Some organisations have already, including the Solomon R Guggenheim Museum in New York, which last year removed the family name from an arts education centre, and the Louvre in Paris, which removed it from a 12-room wing following protests led by US photographer and activist Nan Goldin.

In 2021, there were more than 100,000 overdose deaths in the US, with opioids involved in 75% of those according to the US Centres for Disease Control and Prevention.

Purdue Pharma promoted opioids as non-addictive painkillers, and the company has previously pleaded guilty to charges relating to its opioid marketing.
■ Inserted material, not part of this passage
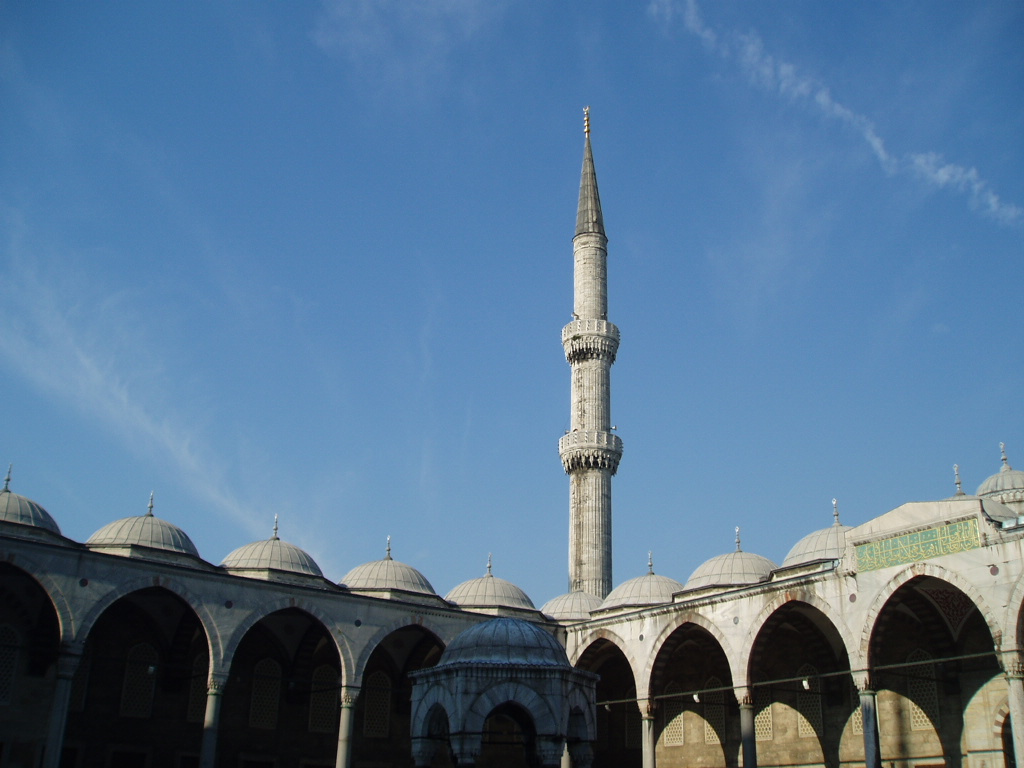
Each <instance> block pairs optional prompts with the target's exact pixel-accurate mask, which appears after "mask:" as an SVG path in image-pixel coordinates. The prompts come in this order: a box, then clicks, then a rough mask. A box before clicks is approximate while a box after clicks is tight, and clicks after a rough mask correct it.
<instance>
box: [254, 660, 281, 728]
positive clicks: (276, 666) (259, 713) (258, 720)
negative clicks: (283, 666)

The Sackler family has denied wrongdoing.

The families of now-deceased Mortimer and Raymond Sackler, the two founders of Purdue Pharma, welcomed Tuesday's decision.

"The Sackler families believe the long-awaited implementation of this resolution is critical to providing substantial resources for people and communities in need," they said in a statement.

Purdue Pharma said they would focus on investing money into "victim compensation, opioid crisis abatement and overdose rescue medicines" going forward.

---

Here's your real medical scandal of 2023.

Only due to the process of bankruptcy of a company were the Sackler family spared the full extent of the price of their crimes.

They could, still, be tried as criminals.
 
Disgusting. these folks, all of them belong in prison. cannot believe the amount of shit they got away with, and with zero compunction with the lives/families they ruined.

The Sackler family makes Nino Brown and Tony Montana look like pussies.

Collectively, the families had to sacrifice just over 50 % of their billions of dollars worth of wealth accumulated at the expense of sheer suffering.

Now they have immunity.

Some punishment, right?
 
Collectively, the families had to sacrifice just over 50 % of their billions of dollars worth of wealth accumulated at the expense of sheer suffering.

Now they have immunity.

Some punishment, right?

like Pol Pot, Mao, Stalin,etc, they will die comfortably in their warm beds. when in reality it should be in cots, in some cold dank prison.


Ngl, their game/grift was incredibly clever. get doctors on boards, wine and dine them, have them market/push Oxy, then hire PR folk to deflect from the horrors of addiction.